We’re drowning in technical debt. We have a mountain to climb and don’t really know where to start. Sound familiar? For many of us working on legacy code bases this is the day-to-day reality. But what to do about it?

How did we get here?

Technical debt is always the fault of those “other guys”. Those idiot developers that were here a few years ago. Morons. Obviously couldn’t code their way out of a game of life if their on-going existence depended on it.

I hate to tell you but: we are those other guys. The decisions we make today will look foolish tomorrow. We’ll have more information then, a different perspective; we’ll know how the product and technology were going to evolve. We can’t know that today, so many of our decisions will turn out to be wrong.

Where to start

Classes are like best-selling novels – some are spectacularly more popular / more debt-laden than others. One class, one package, one module – will be much worse than the others. There’ll be a handful of classes, packages etc… that are much worse than all the rest.

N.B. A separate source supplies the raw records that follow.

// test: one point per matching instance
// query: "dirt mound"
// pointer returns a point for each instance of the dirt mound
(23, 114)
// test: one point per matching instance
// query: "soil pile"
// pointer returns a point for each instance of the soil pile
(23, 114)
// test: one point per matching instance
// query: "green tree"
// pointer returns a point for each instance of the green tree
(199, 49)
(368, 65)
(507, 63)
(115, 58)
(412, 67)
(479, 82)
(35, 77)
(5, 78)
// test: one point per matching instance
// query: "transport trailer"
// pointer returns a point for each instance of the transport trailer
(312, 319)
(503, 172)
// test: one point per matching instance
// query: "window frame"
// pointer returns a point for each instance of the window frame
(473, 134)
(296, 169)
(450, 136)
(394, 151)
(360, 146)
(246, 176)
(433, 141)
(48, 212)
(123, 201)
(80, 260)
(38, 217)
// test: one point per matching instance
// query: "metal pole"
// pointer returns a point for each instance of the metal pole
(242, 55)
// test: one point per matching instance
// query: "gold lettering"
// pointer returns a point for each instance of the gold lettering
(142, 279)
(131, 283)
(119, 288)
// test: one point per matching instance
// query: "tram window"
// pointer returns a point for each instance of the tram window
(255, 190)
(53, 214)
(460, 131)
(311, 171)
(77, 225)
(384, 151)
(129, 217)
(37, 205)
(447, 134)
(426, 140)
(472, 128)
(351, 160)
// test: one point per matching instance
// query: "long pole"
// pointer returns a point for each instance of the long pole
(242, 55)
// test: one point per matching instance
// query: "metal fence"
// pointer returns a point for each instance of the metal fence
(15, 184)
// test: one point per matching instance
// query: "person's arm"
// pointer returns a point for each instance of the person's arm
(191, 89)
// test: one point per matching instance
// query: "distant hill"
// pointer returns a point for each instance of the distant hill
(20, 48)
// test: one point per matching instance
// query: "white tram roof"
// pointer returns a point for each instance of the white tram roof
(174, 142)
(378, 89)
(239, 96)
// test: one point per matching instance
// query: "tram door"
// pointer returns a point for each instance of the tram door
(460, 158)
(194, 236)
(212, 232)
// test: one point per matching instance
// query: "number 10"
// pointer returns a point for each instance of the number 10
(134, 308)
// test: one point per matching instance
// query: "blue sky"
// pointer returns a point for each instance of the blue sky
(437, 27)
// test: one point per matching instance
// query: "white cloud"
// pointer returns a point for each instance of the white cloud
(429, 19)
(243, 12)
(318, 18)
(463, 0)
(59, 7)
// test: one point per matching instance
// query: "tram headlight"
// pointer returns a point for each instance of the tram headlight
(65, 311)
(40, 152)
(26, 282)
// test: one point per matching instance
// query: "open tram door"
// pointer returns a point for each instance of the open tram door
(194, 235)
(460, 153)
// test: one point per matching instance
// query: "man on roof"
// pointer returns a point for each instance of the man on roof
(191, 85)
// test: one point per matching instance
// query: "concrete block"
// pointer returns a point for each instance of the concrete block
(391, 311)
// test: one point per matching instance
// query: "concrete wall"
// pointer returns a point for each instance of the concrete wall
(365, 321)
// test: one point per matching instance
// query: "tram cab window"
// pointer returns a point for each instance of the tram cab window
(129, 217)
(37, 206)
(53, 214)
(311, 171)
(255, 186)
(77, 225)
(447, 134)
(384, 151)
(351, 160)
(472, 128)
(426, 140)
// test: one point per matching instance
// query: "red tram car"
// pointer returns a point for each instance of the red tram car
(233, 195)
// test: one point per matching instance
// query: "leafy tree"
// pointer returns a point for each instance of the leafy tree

How does this happen? Well, one class ends up with a bit of technical debt. Next time I come to change that class, I’m too lazy to fix the debt, so I just hack something together to get the new feature done. Then next time round, there’s a pile of debt – only that guy’s too busy to fix it so he adds in a couple of kludges and leaves it. Before you know it, this one class has become a ten thousand line monster that’s pure technical debt.

It’s like the broken-windows theory – if code is already crappy, its much easier to just make it a little more crappy. If the code’s clean, it’s a big step to add in a hack. So little by little, technical debt accumulates in areas that were already full of debt. I suspect technical debt in code follows a power law – most classes have a little bit of debt, but a few are really shitty, with one diabolical class in particular:

technical debt graph

Where to start? Resist the temptation to make easy changes to relatively clean classes – start with the worst offender. It will be the hardest to fix, it might take a long time – but you’ll get the best bang-for-buck by fixing the most debt-heavy piece of crap code. If you can fix the worst offender, your debt will have to find somewhere else to hide.

The 80/20 rule

There’s a cliché that 80% of the cost of software is maintenance, only 20% is the initial build.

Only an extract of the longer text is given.